Recently, arterial spin labeling (ASL) techniques have been clinically applied to provide noninvasive quantitative tissue perfusion assessments without contrast administration [10]. Additionally, ASL techniques allow repetitive image acquisitions, and blood flow measured by ASL is reportedly more accurate than that by DSC magnetic resonance imaging (MRI) [10,11]. This is because alterations in blood-brain barrier permeability lead to errors in calculating hemodynamic parameters in DSC perfusion MRI if not corrected [11]. The usefulness of ASL techniques has been increasingly reported in brain lesions [11,12,13,14,15,16,17,18,19,20,21,22,23,24,25,26,27,28,29], but with relatively limited reports on head and neck lesions [30,31,32,33,34,35,36,37]. Here, we review the principle of ASL and its clinical usefulness, especially that of 3D pseudocontinuous ASL (pCASL), for evaluating head and neck entities.
2. Principle of ASL
ASL utilizes arterial blood water as an endogenous diffusible tracer by inverting blood magnetization using radio frequency (RF) pulses in the carotid and vertebral arteries [38]. Labeled images are acquired containing signals from both labeled water and static tissue water after a delay to allow for labeled blood to flow into the target tissue [38]. The signal difference between control images with and without labeling provides a measure of labeled blood from arteries delivered to the target tissue by perfusion [38] (Figure 1). In practice, the signal-to-noise ratio (SNR) of the ASL image mainly depends on underlying factors, such as the T1 relaxation time of blood and tissue, which is associated with the lifetime of the tracer and the transit time of blood that passes from the labeling plane to the imaging slice, resulting in an inevitable trade-off between the two factors [38].

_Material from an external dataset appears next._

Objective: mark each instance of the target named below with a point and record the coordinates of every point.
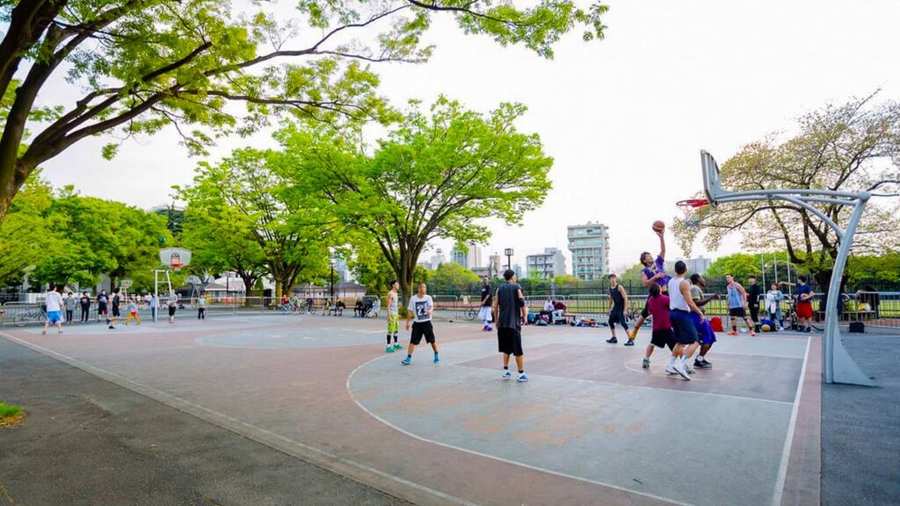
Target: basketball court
(591, 427)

ASL was initially introduced, in the 1990s, to the brain field to calculate cerebral blood flow after rat experiments [39,40], and has been developed until its application outside the brain. Firstly, ASL labeling techniques are mainly divided into three types, namely, continuous ASL (CASL), pulsed ASL (PASL), and pCASL. CASL is the first ASL method documented for perfusion quantification, which requires one single long labeling time, typically 1–3 s, using constant RF energy [38]. The signal in the image slice is recorded after the end of the labeling pulse [41]. Perfusion quantification can be falsified by magnetization transfer (MT) effects that occur due to a longer labeling pulse duration, although CASL was initially considered to be easy to implement and provide high signal gain [41,42]. Additionally, the continuous high-frequency pulse can transfer marked radiofrequency power to a patient exceeding the safety level of the specific absorption rate at higher field strengths [43].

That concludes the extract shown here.